Women’s petition to Parliament, 1642
– against Popery
Our desire is to shut up our kitchen doores from eight in the morning till eight at night every second Tuesday in the month unless some extraordinary business happen to keep them open; if so to enjoy an equivalent and conscientious liberty another day, but our City Dames are so nice that they will put in anything for an exception, and in case of rainy weather they may detaine us … therefore let it raine, haile,
snow or blow never so fast; we would have leave, at our discretion, to take up our coats and steere our course as we please.
Maid’s Petition, 1647 – against the ‘uncontrollable impositions of our surly Madams’
[Women] appeare so despicable in your eyes as to be thought unworthy to petition or represent our grievances.… Can you imagine us to be so sottish or stupid, as not to perceive, or not to be sensible when daily those strong defences of our Peace and Welfare are broken down and trod underfoot by force or arbitrary power? Would you have us keep at home in our houses while men … are fetched out of their beds and forced from their houses by souldiers, to the affrighting and undoing of themselves, and their wives, children and families.… Shall we sit still and keep at home.

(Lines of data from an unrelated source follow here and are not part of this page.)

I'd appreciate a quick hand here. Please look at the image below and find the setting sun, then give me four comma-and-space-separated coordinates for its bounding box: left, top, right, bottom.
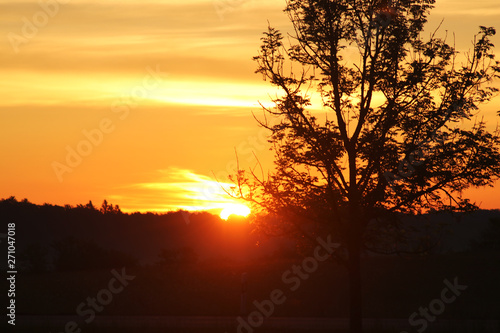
219, 204, 251, 220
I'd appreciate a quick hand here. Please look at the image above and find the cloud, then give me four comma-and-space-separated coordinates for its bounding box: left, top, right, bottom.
115, 167, 244, 211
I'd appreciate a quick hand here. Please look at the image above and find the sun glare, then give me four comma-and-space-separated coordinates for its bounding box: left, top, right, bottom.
219, 204, 250, 220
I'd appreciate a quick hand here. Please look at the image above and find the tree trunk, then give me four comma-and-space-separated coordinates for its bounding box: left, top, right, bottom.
348, 237, 363, 333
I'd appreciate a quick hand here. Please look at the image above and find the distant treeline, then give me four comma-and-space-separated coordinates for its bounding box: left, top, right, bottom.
0, 197, 294, 272
0, 197, 500, 272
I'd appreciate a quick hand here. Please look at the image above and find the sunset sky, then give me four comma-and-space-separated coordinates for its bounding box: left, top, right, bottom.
0, 0, 500, 211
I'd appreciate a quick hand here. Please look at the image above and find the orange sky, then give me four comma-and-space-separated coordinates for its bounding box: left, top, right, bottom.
0, 0, 500, 211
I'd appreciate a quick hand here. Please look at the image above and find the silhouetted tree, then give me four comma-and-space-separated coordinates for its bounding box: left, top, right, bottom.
233, 0, 500, 332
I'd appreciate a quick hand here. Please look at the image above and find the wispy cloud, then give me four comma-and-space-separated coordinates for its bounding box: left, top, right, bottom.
114, 167, 246, 212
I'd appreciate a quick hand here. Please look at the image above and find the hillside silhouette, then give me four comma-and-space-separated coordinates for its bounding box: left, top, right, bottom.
0, 197, 500, 319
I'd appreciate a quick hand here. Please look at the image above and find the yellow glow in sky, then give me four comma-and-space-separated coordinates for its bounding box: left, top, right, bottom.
0, 0, 500, 213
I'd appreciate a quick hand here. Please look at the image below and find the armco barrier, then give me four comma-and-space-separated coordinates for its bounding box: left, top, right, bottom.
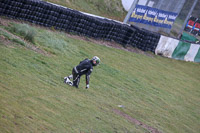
155, 36, 200, 62
0, 0, 160, 52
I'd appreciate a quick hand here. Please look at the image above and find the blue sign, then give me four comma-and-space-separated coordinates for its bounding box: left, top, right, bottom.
129, 5, 177, 29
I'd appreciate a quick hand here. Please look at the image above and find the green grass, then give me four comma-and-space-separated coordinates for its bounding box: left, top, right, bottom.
0, 17, 200, 133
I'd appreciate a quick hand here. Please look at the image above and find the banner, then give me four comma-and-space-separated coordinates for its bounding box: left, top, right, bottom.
129, 5, 177, 29
155, 36, 200, 63
184, 16, 200, 36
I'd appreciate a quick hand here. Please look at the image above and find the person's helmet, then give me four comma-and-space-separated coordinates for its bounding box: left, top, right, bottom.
92, 56, 100, 66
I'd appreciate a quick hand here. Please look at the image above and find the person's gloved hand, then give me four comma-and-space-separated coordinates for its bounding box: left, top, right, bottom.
86, 84, 90, 89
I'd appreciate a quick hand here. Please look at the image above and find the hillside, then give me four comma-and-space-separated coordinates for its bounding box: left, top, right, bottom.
0, 17, 200, 133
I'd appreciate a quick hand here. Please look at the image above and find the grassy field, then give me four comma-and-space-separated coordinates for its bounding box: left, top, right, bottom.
0, 18, 200, 133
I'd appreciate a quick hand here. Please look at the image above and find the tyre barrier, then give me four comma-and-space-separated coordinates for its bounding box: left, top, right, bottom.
0, 0, 160, 53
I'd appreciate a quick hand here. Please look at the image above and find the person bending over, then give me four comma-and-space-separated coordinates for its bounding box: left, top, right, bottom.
64, 56, 100, 89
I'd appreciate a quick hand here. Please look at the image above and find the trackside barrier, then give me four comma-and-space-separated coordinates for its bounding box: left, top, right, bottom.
155, 36, 200, 62
0, 0, 160, 52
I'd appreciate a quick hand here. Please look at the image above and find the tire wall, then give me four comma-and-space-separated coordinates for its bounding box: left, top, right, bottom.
0, 0, 160, 53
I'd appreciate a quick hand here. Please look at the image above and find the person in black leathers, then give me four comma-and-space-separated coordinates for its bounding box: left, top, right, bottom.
64, 56, 100, 89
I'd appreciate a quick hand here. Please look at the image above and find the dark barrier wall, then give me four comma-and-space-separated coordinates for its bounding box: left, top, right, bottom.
0, 0, 160, 52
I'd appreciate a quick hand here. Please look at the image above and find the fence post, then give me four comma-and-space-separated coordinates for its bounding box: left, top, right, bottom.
178, 0, 198, 39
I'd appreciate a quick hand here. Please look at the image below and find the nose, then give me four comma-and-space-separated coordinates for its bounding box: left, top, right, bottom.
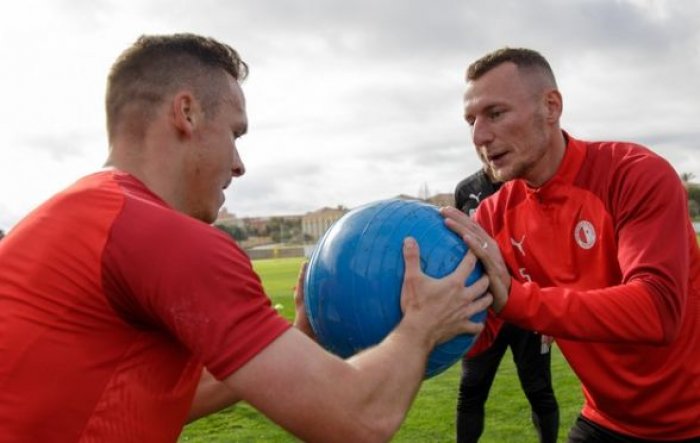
231, 148, 245, 177
472, 118, 493, 148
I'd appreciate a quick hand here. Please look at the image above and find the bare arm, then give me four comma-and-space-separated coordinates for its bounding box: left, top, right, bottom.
187, 369, 240, 423
225, 240, 491, 442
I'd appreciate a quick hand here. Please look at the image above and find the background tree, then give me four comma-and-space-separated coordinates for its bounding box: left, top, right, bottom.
680, 172, 700, 220
214, 223, 248, 241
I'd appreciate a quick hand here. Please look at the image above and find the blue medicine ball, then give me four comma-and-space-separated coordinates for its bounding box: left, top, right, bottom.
304, 199, 486, 378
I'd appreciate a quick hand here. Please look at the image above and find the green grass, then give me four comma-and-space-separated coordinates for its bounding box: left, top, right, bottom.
179, 258, 583, 443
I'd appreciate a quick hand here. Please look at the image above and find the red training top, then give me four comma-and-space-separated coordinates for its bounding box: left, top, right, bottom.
476, 137, 700, 440
0, 171, 289, 442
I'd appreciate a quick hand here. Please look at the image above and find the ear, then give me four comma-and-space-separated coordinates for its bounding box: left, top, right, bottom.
544, 89, 564, 123
171, 91, 200, 136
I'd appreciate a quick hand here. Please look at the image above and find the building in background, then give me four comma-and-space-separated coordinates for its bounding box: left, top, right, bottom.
301, 206, 349, 243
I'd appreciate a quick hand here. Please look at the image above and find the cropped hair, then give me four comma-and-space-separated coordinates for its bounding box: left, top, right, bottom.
466, 47, 557, 88
105, 34, 248, 140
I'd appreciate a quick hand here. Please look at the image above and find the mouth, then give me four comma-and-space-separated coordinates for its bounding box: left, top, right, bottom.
486, 152, 508, 166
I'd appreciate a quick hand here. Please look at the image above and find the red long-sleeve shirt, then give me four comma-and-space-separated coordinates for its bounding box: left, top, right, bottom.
476, 137, 700, 440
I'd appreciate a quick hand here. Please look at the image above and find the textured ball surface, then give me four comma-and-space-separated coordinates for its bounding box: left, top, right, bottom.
304, 199, 486, 378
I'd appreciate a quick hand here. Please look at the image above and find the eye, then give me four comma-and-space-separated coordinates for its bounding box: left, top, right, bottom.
488, 109, 503, 120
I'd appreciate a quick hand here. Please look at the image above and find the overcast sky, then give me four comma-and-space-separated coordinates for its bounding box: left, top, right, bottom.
0, 0, 700, 230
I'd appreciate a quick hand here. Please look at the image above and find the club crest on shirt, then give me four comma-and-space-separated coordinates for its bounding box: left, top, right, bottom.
574, 220, 596, 249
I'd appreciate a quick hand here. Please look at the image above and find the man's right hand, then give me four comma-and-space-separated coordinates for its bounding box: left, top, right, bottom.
400, 237, 492, 350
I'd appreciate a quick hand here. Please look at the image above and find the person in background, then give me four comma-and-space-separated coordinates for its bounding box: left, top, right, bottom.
455, 156, 559, 443
0, 34, 492, 443
443, 48, 700, 442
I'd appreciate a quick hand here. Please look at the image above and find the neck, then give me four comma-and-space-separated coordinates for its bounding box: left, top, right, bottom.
104, 141, 182, 215
523, 128, 566, 188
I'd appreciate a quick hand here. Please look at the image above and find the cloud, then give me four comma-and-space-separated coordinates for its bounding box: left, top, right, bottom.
0, 0, 700, 228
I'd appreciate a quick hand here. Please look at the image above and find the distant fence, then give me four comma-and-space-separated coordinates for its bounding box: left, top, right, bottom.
246, 245, 314, 260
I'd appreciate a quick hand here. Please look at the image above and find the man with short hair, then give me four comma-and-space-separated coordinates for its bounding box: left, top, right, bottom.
455, 155, 559, 443
443, 48, 700, 442
0, 34, 491, 443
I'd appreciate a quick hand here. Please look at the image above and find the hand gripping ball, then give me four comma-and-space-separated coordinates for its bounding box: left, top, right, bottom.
304, 199, 486, 378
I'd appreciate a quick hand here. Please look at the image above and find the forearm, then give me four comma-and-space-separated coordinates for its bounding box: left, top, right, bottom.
499, 281, 668, 345
348, 324, 432, 435
187, 369, 239, 423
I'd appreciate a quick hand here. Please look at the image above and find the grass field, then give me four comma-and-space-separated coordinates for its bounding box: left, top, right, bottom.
179, 258, 582, 443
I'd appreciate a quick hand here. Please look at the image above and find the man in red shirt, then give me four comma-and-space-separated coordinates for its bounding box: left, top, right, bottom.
443, 48, 700, 442
0, 34, 491, 443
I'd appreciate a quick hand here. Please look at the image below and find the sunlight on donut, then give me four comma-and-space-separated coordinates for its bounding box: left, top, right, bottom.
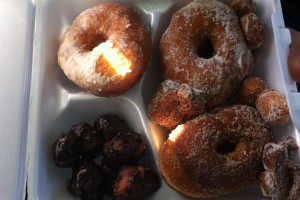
169, 125, 184, 142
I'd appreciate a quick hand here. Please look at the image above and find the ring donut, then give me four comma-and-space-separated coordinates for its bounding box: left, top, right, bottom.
58, 3, 151, 97
159, 105, 273, 198
148, 0, 253, 128
160, 0, 252, 107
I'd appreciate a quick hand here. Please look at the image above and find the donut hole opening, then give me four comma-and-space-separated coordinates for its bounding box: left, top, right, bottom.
216, 141, 236, 155
197, 37, 214, 59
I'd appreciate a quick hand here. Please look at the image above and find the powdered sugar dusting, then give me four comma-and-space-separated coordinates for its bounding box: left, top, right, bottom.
160, 0, 252, 107
160, 105, 273, 198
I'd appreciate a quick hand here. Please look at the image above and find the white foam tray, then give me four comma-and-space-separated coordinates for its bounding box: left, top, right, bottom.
0, 0, 300, 200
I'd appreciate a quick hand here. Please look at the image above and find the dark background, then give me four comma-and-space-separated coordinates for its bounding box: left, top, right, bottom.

Petition in favour of Lilburne’s release, 1647
We have for many years chattered like Cranes and mourned like Doves.
Petition against the law on debt, 1651
When Men unto their Wives make long beseeches
The Women domineer who wear the Breeches
Their tongues, their hands, their wits to work they set,
And never leave till they the conquest get.
… Nothing will serve them when their finger itches
Until such time they have attained the Breeches.
‘The Women’s Fegaries shewing the great endeavour they have used for obtaining of the Breeches’, c. 1675
If you love yourselves you must love your Wives and Children which are part of yourselves, and this suggests to you the demand they have upon your Labour and Industry in order to make a decent and comfortable Provision for them.